Event
Ph.D. Research Proposal Exam: Zahra Zare Jousheghani
Thursday, January 23, 2025
1:00 p.m.
IRB-4105
Maria Hoo
301 405 3681
mch@umd.edu
ANNOUNCEMENT: Ph.D. Research Proposal Exam
Name: Zahra Zare Jousheghani
Committee:
Prof. Robert Patro, Chair
Prof. Dinesh Manocha
Prof. Cunxi Yu
Date/time: Thursday, January 23, 2025 at 1 pm
Location: IRB-4105
Title: Enhanced probabilistic modeling leads to improved accuracy in bulk & single-cell RNA-seq transcriptome quantificatio
Abstract:
Advancements in long-read sequencing technologies have transformed transcriptomics by enabling the sequencing of full-length transcripts, providing unprecedented insights into gene expression and isoform diversity.

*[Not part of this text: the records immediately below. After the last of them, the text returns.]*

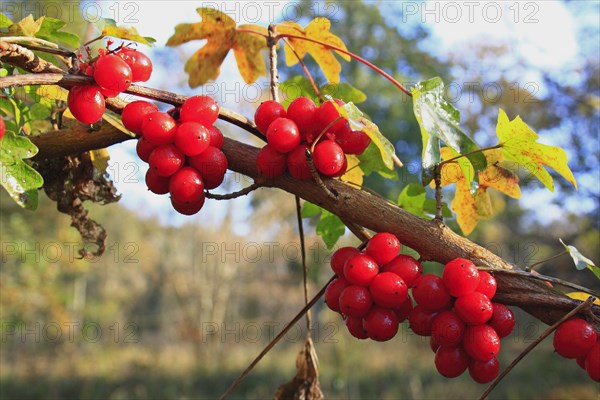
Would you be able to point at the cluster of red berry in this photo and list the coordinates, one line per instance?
(289, 133)
(578, 339)
(113, 72)
(185, 156)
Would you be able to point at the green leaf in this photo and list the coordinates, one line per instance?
(439, 121)
(18, 178)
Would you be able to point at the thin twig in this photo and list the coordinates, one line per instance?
(277, 338)
(545, 334)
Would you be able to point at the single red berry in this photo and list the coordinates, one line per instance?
(481, 342)
(86, 103)
(431, 293)
(460, 277)
(360, 269)
(388, 290)
(270, 163)
(406, 267)
(474, 308)
(447, 328)
(487, 284)
(159, 128)
(503, 320)
(328, 157)
(192, 138)
(484, 371)
(165, 160)
(356, 327)
(339, 258)
(267, 112)
(574, 337)
(297, 164)
(381, 324)
(355, 301)
(134, 113)
(333, 291)
(421, 320)
(202, 109)
(451, 362)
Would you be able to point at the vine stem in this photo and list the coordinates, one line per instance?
(276, 339)
(544, 335)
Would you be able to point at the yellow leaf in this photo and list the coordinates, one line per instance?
(519, 143)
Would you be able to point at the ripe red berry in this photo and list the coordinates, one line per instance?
(451, 361)
(192, 138)
(333, 291)
(447, 328)
(134, 113)
(86, 103)
(360, 269)
(267, 112)
(503, 320)
(388, 290)
(429, 291)
(328, 157)
(270, 163)
(484, 371)
(381, 324)
(481, 342)
(112, 74)
(201, 109)
(159, 128)
(460, 277)
(406, 267)
(355, 301)
(574, 338)
(474, 308)
(383, 247)
(339, 258)
(165, 160)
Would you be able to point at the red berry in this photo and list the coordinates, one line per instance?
(503, 320)
(381, 324)
(574, 338)
(201, 109)
(297, 164)
(388, 290)
(339, 258)
(112, 74)
(429, 291)
(360, 269)
(487, 284)
(159, 128)
(165, 160)
(134, 113)
(447, 328)
(383, 247)
(270, 163)
(333, 291)
(406, 267)
(283, 135)
(460, 277)
(474, 308)
(328, 157)
(86, 103)
(192, 138)
(484, 371)
(481, 342)
(355, 301)
(451, 361)
(267, 112)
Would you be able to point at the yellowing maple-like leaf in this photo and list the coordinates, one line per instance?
(519, 143)
(317, 29)
(220, 33)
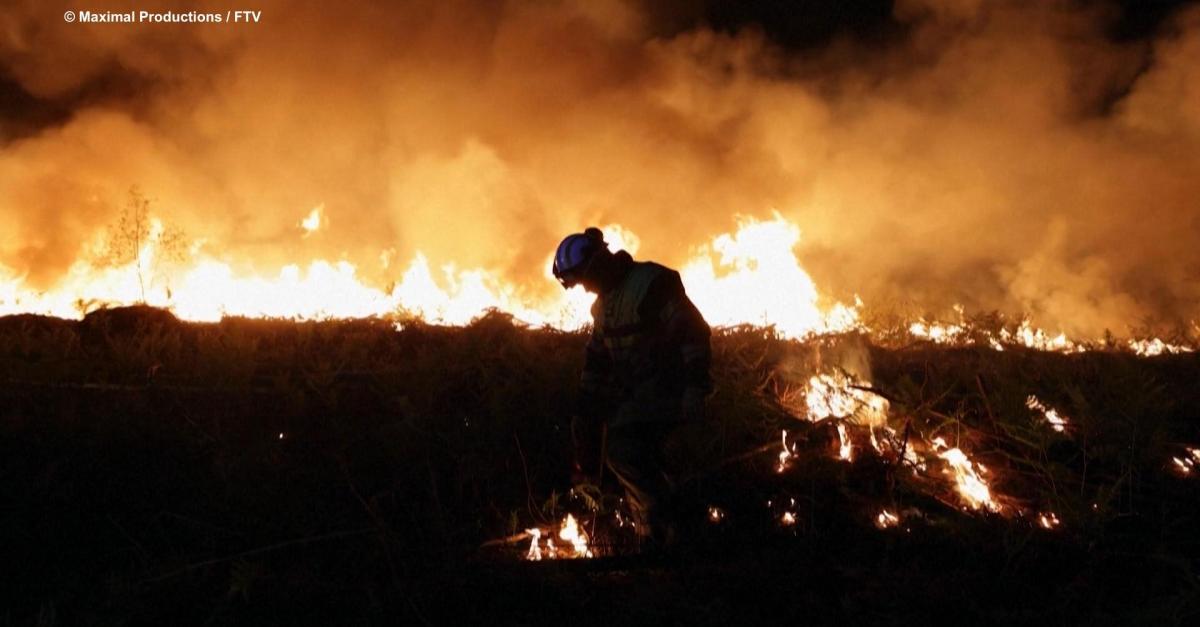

However, accurate transcript quantification in both bulk and single-cell long read RNA-seq remains a significant challenge due to technical limitations, sequencing errors, and biases. This proposal focuses on developing enhanced algorithmic and probabilistic modeling techniques to address these challenges and improve the accuracy of transcript quantification in both bulk and single-cell long-read RNA sequencing data. The work discussed herein is divided into two major chapters, each tackling unique aspects of long-read quantification and proposing novel solutions.
The first chapter addresses the challenges of transcript quantification in bulk RNA-seq datasets generated by long-read sequencing technologies, which provide a detailed view of transcript structures and isoform diversity by aggregating data from a population of cells. Despite their potential, current quantification methods are hindered by sequencing errors, mapping ambiguities, and limitations in probabilistic models, particularly for transcript assignment. To overcome these issues, we propose a novel probabilistic framework implemented in a software tool called \texttt{oarfish}, which integrates read alignment scores and coverage profiles to improve quantification accuracy, sensitivity to low-abundance isoforms, and robustness against sequencing errors. Evaluations on both simulated and experimental PacBio and ONT datasets demonstrate its effectiveness, while proposed enhancements—such as dynamic coverage updates, factorized likelihood models, and genome-to-transcriptome alignment would pave the way for even broader applications and improved computational efficiency.
The second chapter focuses on single-cell long-read RNA-seq, which enables the study of cellular heterogeneity and dynamic biological processes at single-cell resolution. While long-read scRNA-seq offers advantages such as isoform-level resolution and splicing variation analysis, it faces challenges from sparse data, technical noise, and errors in cell barcodes (CBs) and unique molecular identifiers (UMIs). Building on the bulk RNA-seq framework, we propose adapting the probabilistic model for single-cell datasets by incorporating advanced error correction for CBs and UMIs and refining UMI deduplication methods. While the current focus is on PacBio data, future work will extend compatibility to ONT datasets and integrate innovations from Chapter 1—including dynamic coverage updates, factorized likelihood models, and genome-to-transcriptome alignment into single-cell quantification.